Mir hat die Idee sehr gefallen, das Buch als Wendebuch zu gestalten und damit zwei Gegensätze gegenüberzustellen. Das führte aber auch zur ersten großen Frage vor dem Lesen: Womit starte ich? Dem Haus auf dem Land oder der Wohnung in der Stadt? Ich entschied mich für die etwas dünnere Haus-Geschichte. Ich bin selbst auf dem Land aufgewachsen und habe eine schöne und bezahlbare Wohnung in einer Großstadt zu gefunden. Insofern war ich neugierig, welche Erfahrung der Autor mit Stadt und Land gemacht hat.


Zu Beginn der Haus-Geschichte holt Jan Brandt weit aus und erzählt in nüchternem Ton die Geschichte seiner Vorfahren und eine Episode, in der er in Amerika ein Haus seiner Vorfahren besucht hat. Es folgt die Geschichte rund um den Hof seiner Vorfahren in Ostfriesland. Fakten über Fakten erwarteten mich, die mir den Einstieg nicht leicht machten. Erst nach 50 Seiten kommt der Autor im Jahr 2016 an, in dem er entdeckt, dass der Hof zum Verkauf steht. Er berichtet davon, wie er abwägt, ob er das Geld auftreiben kann und sich die Investition wirklich lohnt.

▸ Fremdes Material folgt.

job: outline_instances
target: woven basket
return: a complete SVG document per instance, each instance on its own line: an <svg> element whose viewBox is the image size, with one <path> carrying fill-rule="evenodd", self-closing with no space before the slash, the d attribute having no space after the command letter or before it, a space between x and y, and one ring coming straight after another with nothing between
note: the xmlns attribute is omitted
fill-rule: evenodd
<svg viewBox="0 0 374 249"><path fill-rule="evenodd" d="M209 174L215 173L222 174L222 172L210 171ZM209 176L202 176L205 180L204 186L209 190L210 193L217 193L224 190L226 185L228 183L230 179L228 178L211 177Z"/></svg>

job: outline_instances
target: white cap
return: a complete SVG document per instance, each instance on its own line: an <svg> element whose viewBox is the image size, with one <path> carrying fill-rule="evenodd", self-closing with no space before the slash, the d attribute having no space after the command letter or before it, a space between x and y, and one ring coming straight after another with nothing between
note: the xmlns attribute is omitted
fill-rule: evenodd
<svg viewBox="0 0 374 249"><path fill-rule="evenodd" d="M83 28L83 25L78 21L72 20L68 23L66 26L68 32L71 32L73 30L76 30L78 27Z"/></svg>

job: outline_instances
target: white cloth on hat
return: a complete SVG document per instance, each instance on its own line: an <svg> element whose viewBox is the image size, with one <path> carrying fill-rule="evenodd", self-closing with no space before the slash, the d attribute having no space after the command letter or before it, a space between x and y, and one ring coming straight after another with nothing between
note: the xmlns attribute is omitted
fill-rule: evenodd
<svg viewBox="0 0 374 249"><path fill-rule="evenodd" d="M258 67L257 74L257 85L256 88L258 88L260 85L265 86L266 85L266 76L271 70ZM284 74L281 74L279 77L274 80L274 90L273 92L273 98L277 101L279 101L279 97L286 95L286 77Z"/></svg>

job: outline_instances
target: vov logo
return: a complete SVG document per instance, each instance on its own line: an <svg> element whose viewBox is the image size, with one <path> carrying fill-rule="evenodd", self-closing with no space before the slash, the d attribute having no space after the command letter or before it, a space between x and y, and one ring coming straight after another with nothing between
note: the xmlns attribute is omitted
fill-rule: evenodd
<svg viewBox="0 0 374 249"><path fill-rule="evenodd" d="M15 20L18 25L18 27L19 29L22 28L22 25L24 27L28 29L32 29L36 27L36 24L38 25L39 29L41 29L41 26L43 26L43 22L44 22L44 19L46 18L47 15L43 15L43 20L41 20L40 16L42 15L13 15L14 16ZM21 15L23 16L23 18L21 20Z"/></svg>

Die Geschichte rund um das Haus ist eigentlich schnell erzählt. Dass sie trotzdem auf über 180 Seiten kommt liegt daran, dass alles sehr ausschweifend erzählt wird. Da gibt es zum Beispiel seitenweise Geplauder mit den alten Klassenkameraden ebenso wie 30 Seiten pure Auflistung historischer Ereignisse, die seit dem Bau des Hofs geschehen sind. Ohne Jahreszahlen. Das ist ein künstlerischer Ansatz, aber Lesen wollte ich das Kapitel dann doch nicht.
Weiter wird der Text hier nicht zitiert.